Les habitants d'Antigua sont fiers de l'accueil qu'ils réservent aux visiteurs - après tout, le tourisme est le pilier du pays. Mais derrière le tapis rouge et la garde d'honneur à l'arrivée, le voyage du couple royal a été accueilli avec une apathie généralisée mêlée à un ressentiment latent.
Il n'en a pas toujours été ainsi. Il y a plusieurs décennies, les membres de la famille royale étaient accueillis comme des "divinités", explique Ivor Ford, historien local.
"Nous sortions tous pour les voir et brandissions des drapeaux. Je suppose que nous ne savions pas mieux à l'époque", se souvient-il.
L'année dernière, Antigua-et-Barbuda a célébré les 40 ans de son indépendance vis-à-vis de la Grande-Bretagne.
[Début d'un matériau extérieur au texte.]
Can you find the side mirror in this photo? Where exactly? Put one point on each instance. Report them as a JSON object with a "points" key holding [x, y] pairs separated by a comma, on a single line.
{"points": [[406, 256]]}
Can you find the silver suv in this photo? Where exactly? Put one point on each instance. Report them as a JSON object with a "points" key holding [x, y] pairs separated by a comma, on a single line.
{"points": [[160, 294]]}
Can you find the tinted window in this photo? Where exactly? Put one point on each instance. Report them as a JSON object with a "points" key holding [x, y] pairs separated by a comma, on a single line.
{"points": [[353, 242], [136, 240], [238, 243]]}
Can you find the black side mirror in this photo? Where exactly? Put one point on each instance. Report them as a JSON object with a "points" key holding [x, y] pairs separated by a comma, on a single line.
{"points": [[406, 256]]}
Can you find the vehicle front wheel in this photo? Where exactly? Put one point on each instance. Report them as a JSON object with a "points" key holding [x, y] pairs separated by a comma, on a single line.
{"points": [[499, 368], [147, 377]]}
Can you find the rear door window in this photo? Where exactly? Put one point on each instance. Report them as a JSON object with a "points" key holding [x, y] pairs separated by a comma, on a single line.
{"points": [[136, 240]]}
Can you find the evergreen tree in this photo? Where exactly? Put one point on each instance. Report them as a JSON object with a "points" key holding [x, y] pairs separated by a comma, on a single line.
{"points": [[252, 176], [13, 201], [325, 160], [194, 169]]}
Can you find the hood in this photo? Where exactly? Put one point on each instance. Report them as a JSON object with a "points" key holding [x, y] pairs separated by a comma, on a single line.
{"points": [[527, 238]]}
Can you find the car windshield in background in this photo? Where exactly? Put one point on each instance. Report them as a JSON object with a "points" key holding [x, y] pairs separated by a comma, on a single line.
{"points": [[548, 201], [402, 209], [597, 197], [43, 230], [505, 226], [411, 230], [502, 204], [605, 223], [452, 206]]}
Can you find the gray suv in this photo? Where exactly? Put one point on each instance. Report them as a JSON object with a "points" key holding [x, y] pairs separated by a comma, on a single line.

Aujourd'hui, la nation - comme ses homologues régionaux - entretient une relation compliquée avec son ancien maître colonial.
La sensibilisation croissante à l'histoire des Caraïbes et les appels de plus en plus nombreux à réclamer des réparations financières pour l'esclavage, associés à une montée du panafricanisme, sont parmi les raisons citées pour expliquer ce changement de sentiment.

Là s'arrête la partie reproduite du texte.